Projects

Projects

A few things I’ve worked with have found their way to the public. Some of which you can find below.

Professional Publications:

Adaptive Volumetric Shadowmaps

Archived version here just in case the link breaks.

Adaptive Volumetric Shadow Maps use a new technique that allows a developer to generate real-time adaptively sampled shadow representations for transmittance through volumetric media.  This new data structure and technique allows for generation of dynamic, self-shadowed volumetric media in realtime rendering engines using today’s DirectX 11 hardware.

Each texel of this new kind of shadow map stores a compact approximation to the transmittance curve along the corresponding light ray.  The main innovation of the AVSM technique is a new streaming compression algorithm that is capable of building a constant-storage, variable-error representation of a visibility curve that represents the light ray’s travel through the media that can be used in later shadow lookups.

Another exciting part of this sample is the use of a new pixel shader ordering feature found in new Intel® Iris™ and Intel® Iris™ Pro graphics hardware. Two implementations are provided in this sample – a standard DirectX implementation, and an implementation that utilizes this new graphics hardware feature.

Using the Intel Perceptual Computing SDK to Make Your Apps More Immersive and User Aware

Archived version in case the original breaks.

The Intel Perceptual Computing SDK along with its 3D camera allows a system to be even more aware of its environment, and more specifically, about what the user is doing. This sample demonstrates how you can make simple additions to your applications to make the experience of using your software much more immersive. Via the use of voice commands, you can do things like quit, pause and resume a game. By detecting if a user gets up from a system, your application can automatically pause or take other actions. These methods can also be used to save power by sensing the user’s presence to dim or turn off displays automatically when they leave, and turn them back on when they return. By detecting if other person(s) are watching a screen, one can implement software privacy screens or hide age-sensitive content while not interrupting game play.

Github projects:

My github projects are currently all distributed with a BSD license so you can use the code however you’d like.

Taskbar Sound Switcher

I worked on this project to fix an annoying problem I had. I often wanted to switch quickly between my headset and my external speakers – but hated clicking all over the taskbar. Wouldn’t it be better if you could set up a rotating queue of sound devices you wanted and quickly switch between them by clicking on a taskbar icon?

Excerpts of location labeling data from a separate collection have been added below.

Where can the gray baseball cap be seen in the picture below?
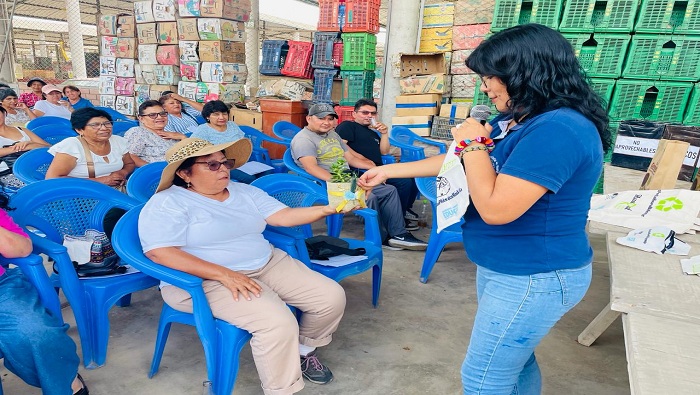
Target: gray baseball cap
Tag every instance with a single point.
(322, 110)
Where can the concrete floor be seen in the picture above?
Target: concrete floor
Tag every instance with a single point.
(413, 343)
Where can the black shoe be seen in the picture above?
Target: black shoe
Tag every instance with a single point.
(408, 242)
(313, 370)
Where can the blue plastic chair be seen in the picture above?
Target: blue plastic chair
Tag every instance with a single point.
(48, 120)
(116, 115)
(70, 206)
(53, 134)
(120, 127)
(31, 166)
(436, 241)
(297, 191)
(222, 341)
(143, 181)
(403, 138)
(260, 153)
(285, 131)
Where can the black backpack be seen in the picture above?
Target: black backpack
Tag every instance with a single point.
(324, 247)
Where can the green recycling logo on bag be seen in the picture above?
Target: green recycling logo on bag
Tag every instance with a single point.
(668, 204)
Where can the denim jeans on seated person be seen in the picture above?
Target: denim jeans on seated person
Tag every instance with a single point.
(33, 342)
(513, 315)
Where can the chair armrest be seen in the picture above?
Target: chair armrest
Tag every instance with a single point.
(372, 233)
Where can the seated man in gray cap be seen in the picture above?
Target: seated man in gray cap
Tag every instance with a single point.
(317, 146)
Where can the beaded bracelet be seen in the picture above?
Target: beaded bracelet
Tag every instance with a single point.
(470, 149)
(488, 143)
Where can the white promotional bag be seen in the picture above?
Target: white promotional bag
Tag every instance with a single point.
(674, 208)
(452, 191)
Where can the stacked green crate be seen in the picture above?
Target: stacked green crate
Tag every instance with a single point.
(508, 13)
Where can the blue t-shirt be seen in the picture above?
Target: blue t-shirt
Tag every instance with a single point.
(560, 150)
(206, 132)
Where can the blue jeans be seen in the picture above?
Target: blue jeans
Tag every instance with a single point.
(33, 342)
(514, 314)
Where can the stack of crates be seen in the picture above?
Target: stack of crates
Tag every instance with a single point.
(347, 39)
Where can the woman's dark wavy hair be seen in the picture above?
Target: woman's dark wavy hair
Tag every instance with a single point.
(541, 73)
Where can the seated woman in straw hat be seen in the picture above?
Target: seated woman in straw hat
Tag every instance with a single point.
(201, 223)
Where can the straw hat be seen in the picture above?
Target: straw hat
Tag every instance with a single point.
(192, 147)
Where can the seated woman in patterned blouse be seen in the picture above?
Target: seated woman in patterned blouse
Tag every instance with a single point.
(149, 141)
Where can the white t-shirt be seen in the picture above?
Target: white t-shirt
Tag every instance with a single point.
(227, 233)
(72, 146)
(51, 109)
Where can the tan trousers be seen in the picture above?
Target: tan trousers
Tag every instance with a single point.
(276, 333)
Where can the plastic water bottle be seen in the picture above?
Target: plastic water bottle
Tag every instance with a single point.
(423, 214)
(207, 388)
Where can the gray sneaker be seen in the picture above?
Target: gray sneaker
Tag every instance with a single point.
(408, 242)
(313, 370)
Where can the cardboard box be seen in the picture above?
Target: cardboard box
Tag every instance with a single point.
(221, 51)
(167, 32)
(472, 12)
(187, 29)
(147, 53)
(107, 85)
(189, 71)
(469, 36)
(164, 10)
(246, 118)
(220, 29)
(108, 65)
(464, 85)
(665, 165)
(168, 55)
(125, 105)
(422, 64)
(455, 110)
(107, 25)
(124, 86)
(188, 8)
(126, 48)
(438, 39)
(126, 26)
(421, 84)
(188, 51)
(143, 11)
(125, 67)
(108, 46)
(147, 33)
(418, 124)
(407, 105)
(438, 15)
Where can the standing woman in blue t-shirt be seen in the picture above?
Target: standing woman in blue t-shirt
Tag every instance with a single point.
(531, 173)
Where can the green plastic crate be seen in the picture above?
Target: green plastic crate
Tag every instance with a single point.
(356, 85)
(612, 16)
(663, 101)
(600, 55)
(669, 16)
(359, 51)
(508, 13)
(692, 115)
(603, 87)
(662, 57)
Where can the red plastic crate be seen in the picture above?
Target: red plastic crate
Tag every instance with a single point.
(329, 18)
(344, 113)
(337, 53)
(361, 16)
(298, 63)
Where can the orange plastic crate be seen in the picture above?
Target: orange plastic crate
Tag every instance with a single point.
(298, 63)
(361, 16)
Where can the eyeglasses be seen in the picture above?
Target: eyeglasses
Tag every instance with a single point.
(155, 115)
(215, 165)
(97, 125)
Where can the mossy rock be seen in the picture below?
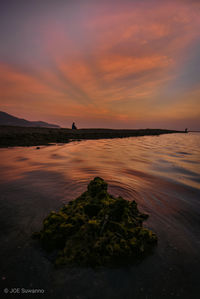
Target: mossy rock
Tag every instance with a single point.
(97, 229)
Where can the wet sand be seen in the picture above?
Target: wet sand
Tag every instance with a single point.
(34, 182)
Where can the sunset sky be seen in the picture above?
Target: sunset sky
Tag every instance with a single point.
(101, 63)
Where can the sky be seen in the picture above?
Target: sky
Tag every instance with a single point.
(106, 64)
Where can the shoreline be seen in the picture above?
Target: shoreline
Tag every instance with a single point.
(11, 136)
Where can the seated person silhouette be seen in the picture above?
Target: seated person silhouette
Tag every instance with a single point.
(74, 126)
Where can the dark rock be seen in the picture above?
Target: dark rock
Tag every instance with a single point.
(97, 229)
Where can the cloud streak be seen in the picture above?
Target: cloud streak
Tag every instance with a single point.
(102, 64)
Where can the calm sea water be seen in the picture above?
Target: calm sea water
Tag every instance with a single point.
(162, 173)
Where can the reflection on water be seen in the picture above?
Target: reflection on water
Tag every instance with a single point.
(162, 173)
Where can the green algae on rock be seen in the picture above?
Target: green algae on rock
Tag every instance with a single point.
(97, 229)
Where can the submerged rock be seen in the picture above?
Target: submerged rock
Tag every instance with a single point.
(97, 229)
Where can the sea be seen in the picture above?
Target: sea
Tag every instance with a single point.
(161, 173)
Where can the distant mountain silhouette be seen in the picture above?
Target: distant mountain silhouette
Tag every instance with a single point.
(9, 120)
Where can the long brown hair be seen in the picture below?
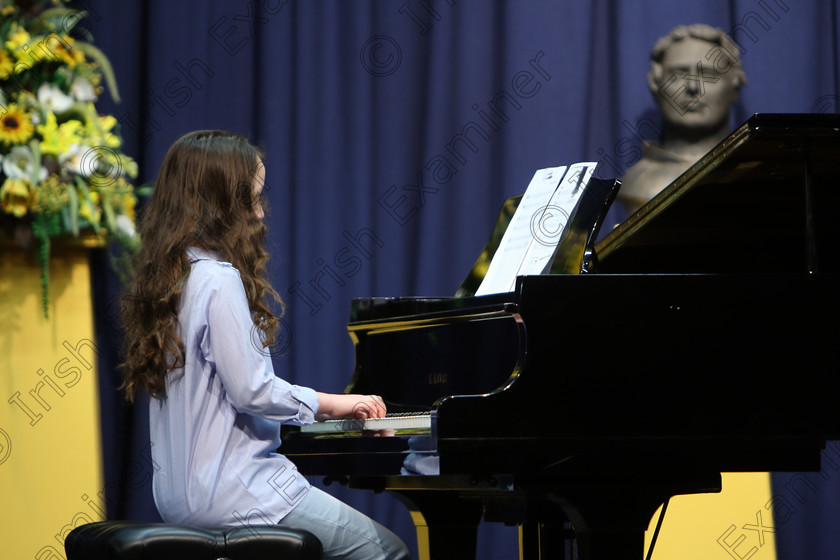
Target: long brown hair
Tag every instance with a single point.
(202, 197)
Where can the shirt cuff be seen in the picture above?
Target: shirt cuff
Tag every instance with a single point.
(309, 399)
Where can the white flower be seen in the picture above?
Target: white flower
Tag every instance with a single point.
(125, 225)
(53, 99)
(79, 159)
(19, 163)
(82, 90)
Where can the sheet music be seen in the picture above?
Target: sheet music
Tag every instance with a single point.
(537, 226)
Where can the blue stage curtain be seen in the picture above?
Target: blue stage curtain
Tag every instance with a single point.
(394, 131)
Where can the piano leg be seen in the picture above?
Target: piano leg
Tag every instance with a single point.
(609, 518)
(544, 541)
(447, 524)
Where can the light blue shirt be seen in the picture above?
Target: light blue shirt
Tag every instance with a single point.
(215, 434)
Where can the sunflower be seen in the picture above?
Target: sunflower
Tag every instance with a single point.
(15, 125)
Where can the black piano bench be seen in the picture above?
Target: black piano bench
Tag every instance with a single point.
(127, 540)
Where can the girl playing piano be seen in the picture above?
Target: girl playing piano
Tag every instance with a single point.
(198, 324)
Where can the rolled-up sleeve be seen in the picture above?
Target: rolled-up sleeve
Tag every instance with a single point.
(231, 343)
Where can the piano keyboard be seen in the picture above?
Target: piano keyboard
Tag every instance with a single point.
(396, 421)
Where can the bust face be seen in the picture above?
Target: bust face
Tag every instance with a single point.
(697, 87)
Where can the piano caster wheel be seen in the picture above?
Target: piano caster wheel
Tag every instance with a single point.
(339, 479)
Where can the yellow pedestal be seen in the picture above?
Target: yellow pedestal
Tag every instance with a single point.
(735, 524)
(50, 452)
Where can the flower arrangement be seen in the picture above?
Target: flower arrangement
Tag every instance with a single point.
(62, 172)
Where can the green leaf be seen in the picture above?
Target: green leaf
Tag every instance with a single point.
(99, 57)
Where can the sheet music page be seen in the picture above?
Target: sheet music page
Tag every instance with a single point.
(537, 226)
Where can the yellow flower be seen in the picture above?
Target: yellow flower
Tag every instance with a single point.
(6, 64)
(50, 196)
(15, 125)
(16, 196)
(57, 138)
(18, 38)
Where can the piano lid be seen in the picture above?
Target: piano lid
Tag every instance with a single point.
(762, 201)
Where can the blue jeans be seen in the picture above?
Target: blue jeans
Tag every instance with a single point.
(343, 531)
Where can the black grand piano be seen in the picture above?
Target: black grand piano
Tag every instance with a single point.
(698, 337)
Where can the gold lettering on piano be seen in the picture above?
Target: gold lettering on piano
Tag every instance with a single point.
(439, 378)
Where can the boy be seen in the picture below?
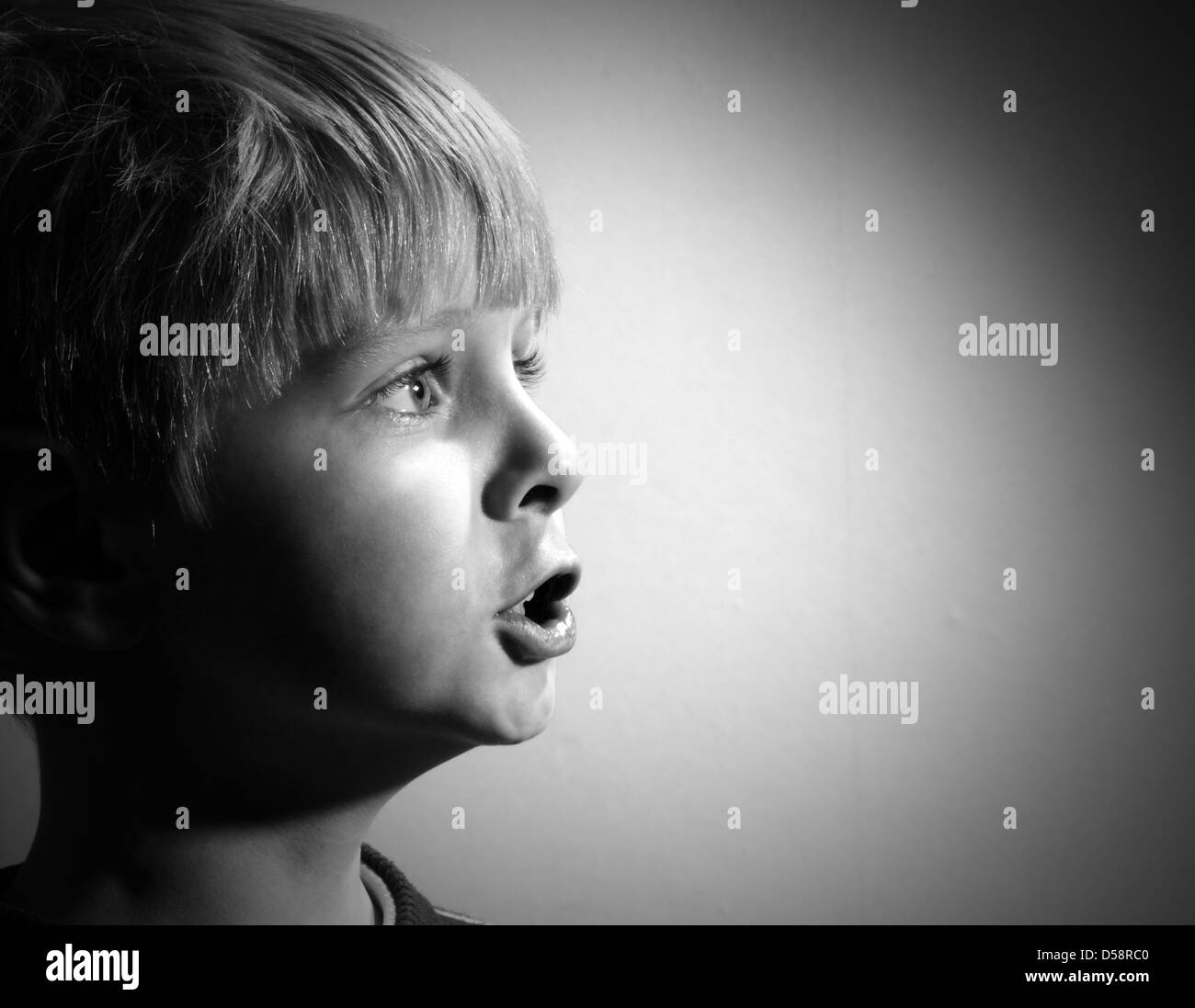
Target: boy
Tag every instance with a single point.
(274, 489)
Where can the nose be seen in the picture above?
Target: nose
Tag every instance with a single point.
(537, 472)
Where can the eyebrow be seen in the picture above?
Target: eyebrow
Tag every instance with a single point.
(375, 341)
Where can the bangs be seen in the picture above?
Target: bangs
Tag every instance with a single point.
(373, 203)
(295, 172)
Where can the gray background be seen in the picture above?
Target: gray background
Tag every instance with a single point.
(754, 221)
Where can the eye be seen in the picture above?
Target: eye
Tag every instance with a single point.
(530, 369)
(413, 391)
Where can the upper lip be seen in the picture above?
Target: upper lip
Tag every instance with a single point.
(552, 583)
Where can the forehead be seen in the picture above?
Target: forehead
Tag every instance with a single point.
(389, 337)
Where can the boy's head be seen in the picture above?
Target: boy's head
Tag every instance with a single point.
(274, 283)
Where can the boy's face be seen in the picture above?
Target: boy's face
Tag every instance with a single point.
(378, 574)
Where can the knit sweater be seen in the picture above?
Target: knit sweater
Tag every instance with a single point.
(397, 900)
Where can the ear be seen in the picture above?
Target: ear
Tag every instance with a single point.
(74, 557)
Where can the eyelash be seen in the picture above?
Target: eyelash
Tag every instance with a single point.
(529, 369)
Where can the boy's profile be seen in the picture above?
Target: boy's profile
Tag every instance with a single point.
(273, 479)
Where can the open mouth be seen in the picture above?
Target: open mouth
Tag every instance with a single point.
(541, 626)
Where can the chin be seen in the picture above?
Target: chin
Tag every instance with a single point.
(526, 708)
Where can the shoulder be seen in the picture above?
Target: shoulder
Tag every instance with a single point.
(10, 916)
(452, 917)
(411, 905)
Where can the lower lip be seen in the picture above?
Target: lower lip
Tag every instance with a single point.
(529, 642)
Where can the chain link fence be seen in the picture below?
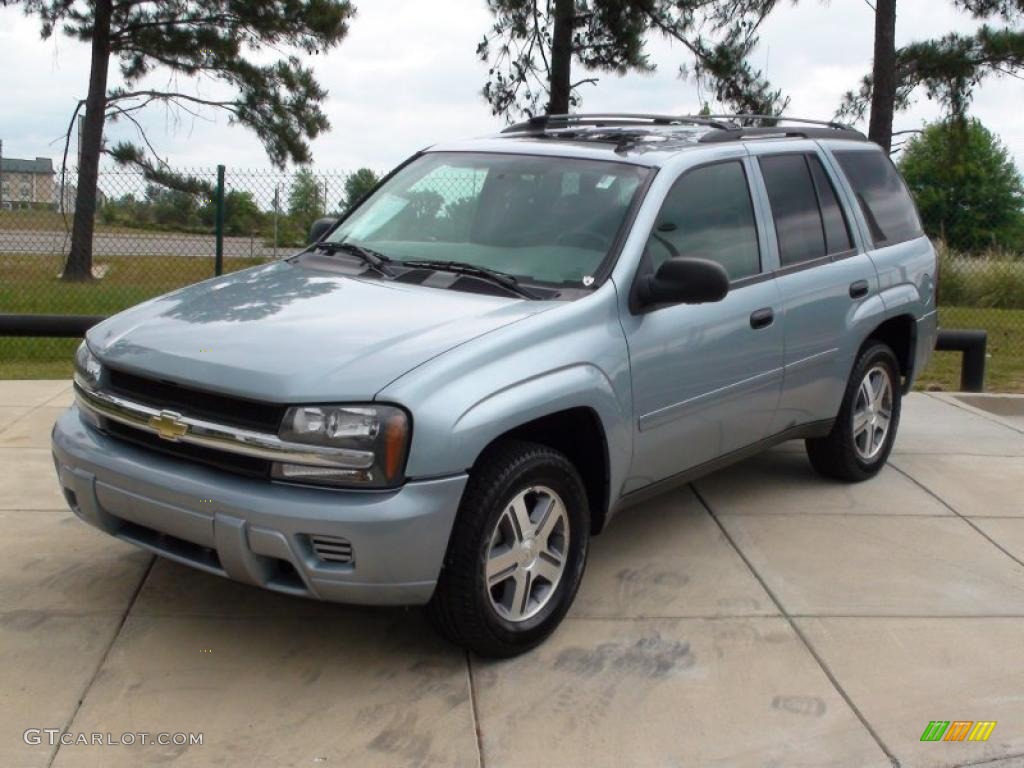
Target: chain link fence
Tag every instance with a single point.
(151, 239)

Update: Appears Microsoft was listening! They have embedded this idea into Windows 10! (Though I won’t take credit for coming up with the original idea – I just did it in a way I liked)

QtQuick and CMake Template

Qt is a great UI library and comes with a number of useful tools such as qmake. But for many larger projects, you might want to use CMake to be more compatible with your continual integration environment. The docs on how to do this are very poor, so I decided to make a nice starting template that shows you how to set it up. Like many get-started helpers, it’s been a wildly successful little sample.

Windows/Linux Out-of-Source CMake Template

I made a super minimal CMake sample that you can use to start your next cross-platform project that uses out of source builds. It works on both Windows and Linux without tricks or gotchas. It does a great job of introducing people to out of source builds using only standard practices and features that work on all platforms.